労働基準法では、「使用者は労働契約の締結に際し、労働者に対して賃金、労働時間その他の労働条件を明示しなければならない」とされています。必要なのは労働条件の明示であり、必ずしも雇用契約書が必要なわけではありません。
しかし多くの会社では、法律で必要とされる事項以外の内容も盛り込んだ雇用契約書を作成し、労働者と取り交わしています。
雇用契約書の記載事項
雇用契約書を作成する際は、労働基準法で定められた内容を明記しなければならず、賃金・労働時間などの「絶対的明示事項」と定めがある場合に明記が必要な「相対的明示事項」とに分けられます。
絶対的明示事項
- 労働契約の期間
- 就業の場所、従事すべき業務
- 始業及び終業の時刻、所定労働時間を超える労働の有無、休憩時間・休日・休暇、交替制勤務に関する事項
- 賃金(退職金、賞与等を除く)の決定・計算・支払いの方法、賃金の締め切り・支払の時期、昇給に関する事項
- 退職に関する事項
※昇給に関する事項を除き、書面の交付が必要とされています。
相対的明示事項
- 退職手当の定めが適用される労働者の範囲、退職手当の決定、計算及び支払いの方法並びに退職手当の支払いの時期に関する事項
- 臨時に支払われる賃金、賞与並びに最低賃金額に関する事項
- 労働者に負担させるべき食費、作業用品その他に関する事項
- 安全及び衛生に関する事項
- 職業訓練に関する事項
- 災害補償及び業務外の傷病扶助に関する事項
- 表彰及び制裁に関する事項
- 休職に関する事項
雇用契約書がない場合、就業規則もない場合
会社に就業規則はあるけれど、入社の際、雇用契約書の取り交わしをしていないという労働者の方も少なくありません。
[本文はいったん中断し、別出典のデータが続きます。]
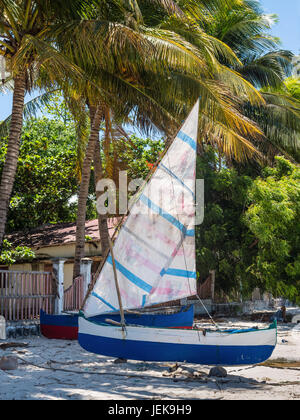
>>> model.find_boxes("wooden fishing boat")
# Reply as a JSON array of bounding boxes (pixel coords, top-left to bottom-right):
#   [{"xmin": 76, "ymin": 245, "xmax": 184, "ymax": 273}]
[
  {"xmin": 40, "ymin": 310, "xmax": 79, "ymax": 340},
  {"xmin": 40, "ymin": 305, "xmax": 194, "ymax": 340},
  {"xmin": 78, "ymin": 100, "xmax": 277, "ymax": 366},
  {"xmin": 78, "ymin": 316, "xmax": 277, "ymax": 366}
]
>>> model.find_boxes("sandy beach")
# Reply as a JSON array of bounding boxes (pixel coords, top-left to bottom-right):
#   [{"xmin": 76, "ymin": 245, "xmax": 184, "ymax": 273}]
[{"xmin": 0, "ymin": 319, "xmax": 299, "ymax": 401}]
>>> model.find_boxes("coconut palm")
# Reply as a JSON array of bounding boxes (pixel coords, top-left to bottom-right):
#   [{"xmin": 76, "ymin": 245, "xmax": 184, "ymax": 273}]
[
  {"xmin": 0, "ymin": 0, "xmax": 98, "ymax": 248},
  {"xmin": 60, "ymin": 0, "xmax": 269, "ymax": 278},
  {"xmin": 195, "ymin": 0, "xmax": 300, "ymax": 161},
  {"xmin": 1, "ymin": 0, "xmax": 268, "ymax": 277},
  {"xmin": 250, "ymin": 78, "xmax": 300, "ymax": 163}
]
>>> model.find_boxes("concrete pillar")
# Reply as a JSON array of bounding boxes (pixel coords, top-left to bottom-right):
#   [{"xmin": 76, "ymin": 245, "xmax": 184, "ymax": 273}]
[
  {"xmin": 80, "ymin": 258, "xmax": 93, "ymax": 297},
  {"xmin": 53, "ymin": 259, "xmax": 67, "ymax": 315}
]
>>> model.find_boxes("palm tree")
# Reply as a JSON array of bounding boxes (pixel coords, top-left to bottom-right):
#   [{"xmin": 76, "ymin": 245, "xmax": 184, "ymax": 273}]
[
  {"xmin": 196, "ymin": 0, "xmax": 300, "ymax": 161},
  {"xmin": 250, "ymin": 78, "xmax": 300, "ymax": 163},
  {"xmin": 0, "ymin": 0, "xmax": 95, "ymax": 248},
  {"xmin": 59, "ymin": 0, "xmax": 270, "ymax": 278},
  {"xmin": 1, "ymin": 0, "xmax": 269, "ymax": 278}
]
会社は、労働者に対して重要な労働条件について入社時に書面で伝える必要があります。労働条件通知書や就業規則内で労働者に適用する部分を明確にし、労働契約の締結の際に交付し説明しなければいけません。
もし、会社が労働条件を明示しなかった場合でも労働契約自体は有効に成立しますが、労働基準法違反で罰金に処せられます。
就業規則も雇用契約書もない場合
労働基準法89条(作成及び届出義務)では、「常時十人以上の労働者を使用する使用者は、次に掲げる事項について就業規則を作成し、行政官庁に届け出なければならない。」と規定されていますので、就業規則がない時点でその会社は労働基準法違反です。
従業員が10人に満たない会社は就業規則を制定する必要がなく、労働条件を定めた雇用契約書を取り交わせばよいことになっています。
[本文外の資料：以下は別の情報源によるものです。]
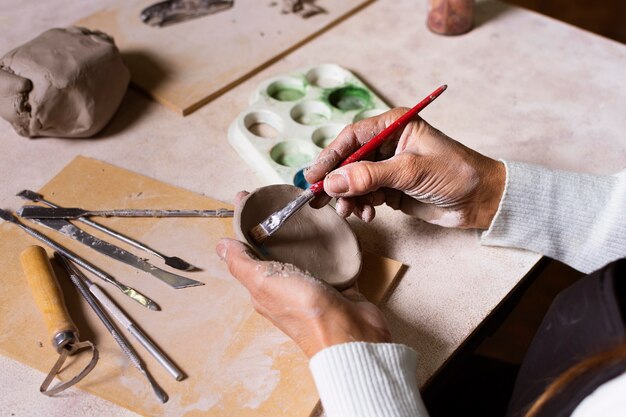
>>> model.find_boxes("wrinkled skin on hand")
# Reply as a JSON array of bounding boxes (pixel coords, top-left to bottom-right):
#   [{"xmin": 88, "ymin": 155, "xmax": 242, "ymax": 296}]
[
  {"xmin": 304, "ymin": 108, "xmax": 506, "ymax": 229},
  {"xmin": 216, "ymin": 192, "xmax": 390, "ymax": 358}
]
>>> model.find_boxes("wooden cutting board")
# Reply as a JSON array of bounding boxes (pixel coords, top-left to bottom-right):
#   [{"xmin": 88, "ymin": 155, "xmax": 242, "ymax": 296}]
[
  {"xmin": 0, "ymin": 156, "xmax": 403, "ymax": 416},
  {"xmin": 76, "ymin": 0, "xmax": 373, "ymax": 115}
]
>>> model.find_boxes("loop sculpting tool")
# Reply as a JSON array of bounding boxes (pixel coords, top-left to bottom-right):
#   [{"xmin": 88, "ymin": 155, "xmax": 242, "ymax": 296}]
[
  {"xmin": 249, "ymin": 84, "xmax": 448, "ymax": 245},
  {"xmin": 17, "ymin": 190, "xmax": 198, "ymax": 271},
  {"xmin": 55, "ymin": 253, "xmax": 171, "ymax": 403},
  {"xmin": 0, "ymin": 209, "xmax": 159, "ymax": 311},
  {"xmin": 20, "ymin": 245, "xmax": 99, "ymax": 396}
]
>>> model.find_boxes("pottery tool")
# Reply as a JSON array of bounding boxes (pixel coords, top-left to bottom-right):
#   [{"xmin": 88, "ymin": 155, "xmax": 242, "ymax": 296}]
[
  {"xmin": 140, "ymin": 0, "xmax": 234, "ymax": 27},
  {"xmin": 30, "ymin": 217, "xmax": 203, "ymax": 289},
  {"xmin": 54, "ymin": 254, "xmax": 169, "ymax": 403},
  {"xmin": 56, "ymin": 253, "xmax": 185, "ymax": 382},
  {"xmin": 17, "ymin": 190, "xmax": 197, "ymax": 271},
  {"xmin": 19, "ymin": 206, "xmax": 234, "ymax": 219},
  {"xmin": 228, "ymin": 64, "xmax": 391, "ymax": 187},
  {"xmin": 250, "ymin": 84, "xmax": 448, "ymax": 245},
  {"xmin": 19, "ymin": 245, "xmax": 99, "ymax": 396},
  {"xmin": 0, "ymin": 209, "xmax": 159, "ymax": 311},
  {"xmin": 0, "ymin": 156, "xmax": 406, "ymax": 416}
]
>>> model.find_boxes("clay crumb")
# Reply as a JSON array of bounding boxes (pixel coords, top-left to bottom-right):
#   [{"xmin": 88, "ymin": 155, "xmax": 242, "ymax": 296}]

しかし就業規則を作成していない会社で、労働法に関する知識が不足している社長や担当者の場合、一般的に出回っている雛形をそのまま使用していることもあるため注意が必要です。
労働条件の部分について「就業規則○条による」とされている場合、「定めがない」となるため、雇用契約書自体が無効になります。
就業規則と雇用契約書の内容が異なる場合
就業規則と雇用契約書の両方が存在している場合で、雇用契約書に詳細な労働条件が定められている部分については、原則、就業規則よりも雇用契約書で定められている内容が優先されます。
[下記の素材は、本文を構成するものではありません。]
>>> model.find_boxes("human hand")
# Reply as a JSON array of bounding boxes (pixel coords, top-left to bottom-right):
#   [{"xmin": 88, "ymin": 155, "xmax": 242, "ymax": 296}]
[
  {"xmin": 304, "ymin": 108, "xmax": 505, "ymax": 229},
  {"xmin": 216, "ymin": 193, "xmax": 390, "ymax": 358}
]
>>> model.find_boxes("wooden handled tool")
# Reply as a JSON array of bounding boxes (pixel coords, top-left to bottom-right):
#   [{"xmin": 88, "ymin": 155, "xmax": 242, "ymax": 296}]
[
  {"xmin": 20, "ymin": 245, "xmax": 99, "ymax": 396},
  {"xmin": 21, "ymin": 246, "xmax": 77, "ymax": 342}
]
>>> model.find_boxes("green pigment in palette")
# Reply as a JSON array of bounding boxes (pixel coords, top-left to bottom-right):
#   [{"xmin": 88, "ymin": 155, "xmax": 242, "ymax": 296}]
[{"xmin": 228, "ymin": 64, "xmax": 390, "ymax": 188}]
しかし、労働契約法第12条では以下のように規定しています。
(就業規則違反の労働契約)
第十二条
就業規則で定める基準に達しない労働条件を定める労働契約は、その部分については、無効とする。この場合において、無効となった部分は、就業規則で定める基準による。
ここでいう「就業規則で定める基準に達しない労働条件を定める労働契約」とは、例えば就業規則で定められた賃金より労働契約で定めた賃金が低い場合などです。雇用契約書で定める内容は、就業規則で定める内容を下回ってはいけないとしているのです。
もちろん、就業規則で定める基準以上の労働条件を定める雇用契約は、有効とされます。
つまり、就業規則と雇用契約書の内容を比較して内容が異なる部分がある場合、労働者にとって有利な方を優先してよいという理解で問題ありません。
労働基準法の条件を下回ってはいけない
就業規則と雇用契約書の両方が存在しているとしても、労働基準法に記載された事項を下回るような労働契約の内容は、法律違法であり無効です。
労働基準法は、労働者を保護するために作られたものであって、強行法規の性質をもっているため、会社が労働者とどのような契約を交わしたとしても法律違反は許されません。
就業規則について不明点は労働問題の専門家に相談
会社に就業規則があることは知っているけれど、実は読んだことがないという人は多いのではないでしょうか。労働者も就業規則と雇用契約書の両方を確認し、その内容をしっかりと把握しておく必要があります。もし二つの文書に矛盾点や不明点がある場合、弁護士など労働問題の専門家に相談してみましょう。